BEIJING, May 10 (Xinhua) -- Experts hailed the government's recently pledged unified real property registration policy, saying it will help fight corruption.
The central government established a government agency to supervise real property registration on Thursday as part of an effort to accelerate the registration process.
The bureau, under the Ministry of Land and Resources, will be in charge of the registration of land, real estate, forest, grassland and maritime space.
China plans to build a national real property registration system in about three years and make it operational for information sharing and queries in four years.
A senior official with the new government agency said that the unified registration system does not target the housing sector specifically and its primary purpose is not to tackle corruption or curb home prices.
But experts said unified registration will be a deterrent and will help uncover corrupt officials.
Zhou Keda, a researcher with the Guangxi Academy of Social Sciences, said that the system will help make data on officials' home ownership more transparent and lead to discovery of evidence in potential corruption cases.

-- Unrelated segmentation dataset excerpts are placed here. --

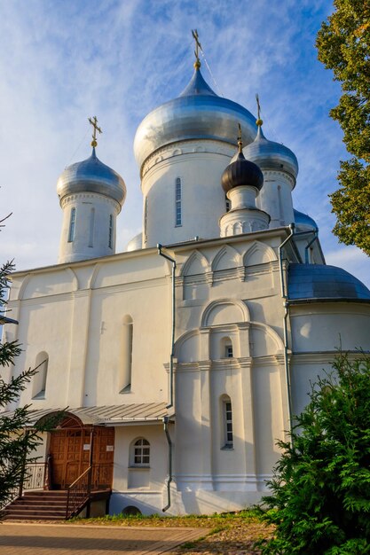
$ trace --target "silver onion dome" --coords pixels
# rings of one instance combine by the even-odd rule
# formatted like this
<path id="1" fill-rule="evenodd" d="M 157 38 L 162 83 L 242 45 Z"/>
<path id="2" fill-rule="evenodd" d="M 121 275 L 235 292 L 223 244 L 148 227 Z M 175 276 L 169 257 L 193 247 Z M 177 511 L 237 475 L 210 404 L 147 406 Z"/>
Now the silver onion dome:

Wang Yukai, a professor with the Chinese Academy of Governance, said the nationwide registration system and an online information sharing and query platform will help push forward the country's already high-profile anti-corruption campaign.
The latest policy will have little impact on average government workers, but will pose problems for high-level officials, said a low-level official in south China's Guangxi Zhuang Autonomous Region who declined to be named.
"Coping with the real estate information registration will be a headache for officials who have abused their power for personal gains and own multiple homes," the official said.
"From this point of view, the unified system could help uncover corruption and expose those who bought multiple houses with illegal earnings or who abused their power to acquire several government-funded low-cost apartments," he said.
In late 2012, an government official in Guangzhou's Panyu District was sacked after an online post alleged that he owned 22 houses, which was later confirmed by a government investigation.
The official was later charged with receiving bribes amounting to 2.75 million yuan (442,000 U.S. dollars) from 1993 to 2012.
However, others said the registration system might face challenges.
Last month, a media report said one million government workers in east China's Anhui Province had registered only 300,000 homes, sparking widespread debate.
The local government later issued a clarification on the statistics, but experts still believe it will not be easy to get accurate information.
Home ownership could change hands and data should be updated constantly, said Wang.
Xu Deming, former vice minister of land and resources, said in March that the property registration will not infringe on privacy by making data public arbitrarily.
Fang Ning, a researcher with the Chinese Academy of Social Sciences, said unified registration could help curb official corruption and build a clean government, but the public needs patience as no policy will have quick effects.